Quote:
Originally Posted by roger64
But why argue about "ebook philosophy"? This is maybe going a little too far. After all, one of the features of EPUB3 is to allow a fixed layout for enriched texts. So, I cannot see why dropcaps should be condamned for philosophy or principle reasons. They are part of the game. Ragged text will disappear from the EPUBs of tomorrow long before the dropcaps do. 
|
For me, the "ebook philosophy" is to let the user change things like font, font size, line separation, margins... With this requisites, the use of dropcaps (and similar things, like figures around which the text wraps) is fragile, make some (maybe unusal) change to the font, screen size, etc. and you get undesirable results.
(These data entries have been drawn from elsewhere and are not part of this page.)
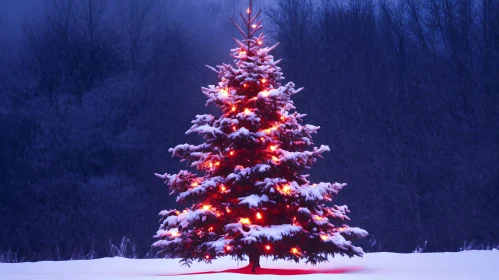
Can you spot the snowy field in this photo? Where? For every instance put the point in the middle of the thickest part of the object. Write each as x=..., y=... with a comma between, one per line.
x=463, y=265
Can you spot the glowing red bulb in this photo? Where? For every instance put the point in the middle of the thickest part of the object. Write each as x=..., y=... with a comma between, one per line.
x=245, y=221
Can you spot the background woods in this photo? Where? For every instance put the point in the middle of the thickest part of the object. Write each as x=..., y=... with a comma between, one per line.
x=94, y=92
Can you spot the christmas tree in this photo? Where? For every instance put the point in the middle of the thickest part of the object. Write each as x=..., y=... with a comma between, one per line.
x=252, y=198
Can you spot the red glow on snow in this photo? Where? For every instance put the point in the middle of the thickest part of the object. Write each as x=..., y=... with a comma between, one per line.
x=245, y=221
x=279, y=271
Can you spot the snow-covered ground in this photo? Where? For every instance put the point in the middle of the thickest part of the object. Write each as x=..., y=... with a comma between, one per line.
x=480, y=265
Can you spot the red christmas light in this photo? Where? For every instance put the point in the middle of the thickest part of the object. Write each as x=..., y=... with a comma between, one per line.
x=245, y=221
x=206, y=207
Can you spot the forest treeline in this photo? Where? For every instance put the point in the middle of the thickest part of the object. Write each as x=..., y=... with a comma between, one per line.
x=95, y=92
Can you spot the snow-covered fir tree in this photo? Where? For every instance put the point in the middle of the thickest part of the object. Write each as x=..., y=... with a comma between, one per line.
x=251, y=198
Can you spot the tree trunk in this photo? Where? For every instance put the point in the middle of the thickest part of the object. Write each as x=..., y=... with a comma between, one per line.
x=254, y=262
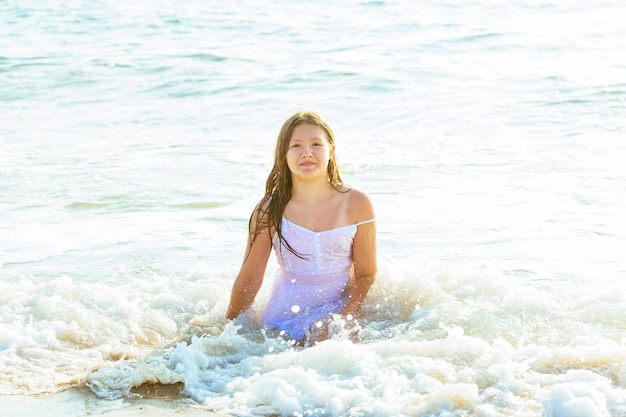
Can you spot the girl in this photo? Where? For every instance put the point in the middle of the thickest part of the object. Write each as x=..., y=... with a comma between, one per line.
x=322, y=231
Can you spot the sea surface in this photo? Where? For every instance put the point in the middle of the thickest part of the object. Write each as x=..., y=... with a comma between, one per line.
x=135, y=139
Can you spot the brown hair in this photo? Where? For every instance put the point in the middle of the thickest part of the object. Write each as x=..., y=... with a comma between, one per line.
x=269, y=212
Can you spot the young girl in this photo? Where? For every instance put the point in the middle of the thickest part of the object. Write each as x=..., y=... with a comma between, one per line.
x=322, y=231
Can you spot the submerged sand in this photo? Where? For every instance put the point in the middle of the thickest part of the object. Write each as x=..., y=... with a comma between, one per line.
x=153, y=401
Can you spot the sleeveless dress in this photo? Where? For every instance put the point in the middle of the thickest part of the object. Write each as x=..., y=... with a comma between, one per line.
x=310, y=288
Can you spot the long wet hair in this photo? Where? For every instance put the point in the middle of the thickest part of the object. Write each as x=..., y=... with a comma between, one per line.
x=268, y=214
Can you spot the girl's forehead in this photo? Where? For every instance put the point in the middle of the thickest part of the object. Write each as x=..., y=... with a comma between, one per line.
x=307, y=131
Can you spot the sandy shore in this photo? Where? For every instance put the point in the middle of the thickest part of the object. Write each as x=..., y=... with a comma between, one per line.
x=155, y=401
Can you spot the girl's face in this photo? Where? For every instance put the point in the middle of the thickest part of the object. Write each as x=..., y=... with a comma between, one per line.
x=308, y=153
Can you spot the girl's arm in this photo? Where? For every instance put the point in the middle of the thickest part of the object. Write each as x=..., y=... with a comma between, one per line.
x=363, y=256
x=250, y=277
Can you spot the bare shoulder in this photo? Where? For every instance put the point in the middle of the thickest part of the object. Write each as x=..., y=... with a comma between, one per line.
x=360, y=206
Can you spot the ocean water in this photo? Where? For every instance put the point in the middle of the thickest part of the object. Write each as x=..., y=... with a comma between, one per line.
x=135, y=138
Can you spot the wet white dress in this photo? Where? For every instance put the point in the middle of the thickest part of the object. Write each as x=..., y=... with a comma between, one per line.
x=310, y=288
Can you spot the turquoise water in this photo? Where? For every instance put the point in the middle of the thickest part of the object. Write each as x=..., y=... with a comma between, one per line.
x=135, y=140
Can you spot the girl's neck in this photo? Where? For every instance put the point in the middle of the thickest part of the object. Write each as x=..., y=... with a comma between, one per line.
x=312, y=191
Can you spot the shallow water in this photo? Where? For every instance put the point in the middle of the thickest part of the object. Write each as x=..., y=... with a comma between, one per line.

I don't say dropcaps should be proscribed, but this fact should be kept in mind when deciding whether or not to use them (and how).
Quote:
Further, two more twoliners exemples coming from a printed book with the "unaccceptable" Q behaviour (Q is often very tricky...) and a drop cap with a previous quote mark.
|
The Q example is indeed unacceptable. A self-respected typesetter would never allow that, and would apply some tweaks to prevent the clash between the Q's tail and the i's dot (make the Q slightly smaller, change the word spacing a bit to move the i away...). The quote mark example is acceptable, although some might not like it.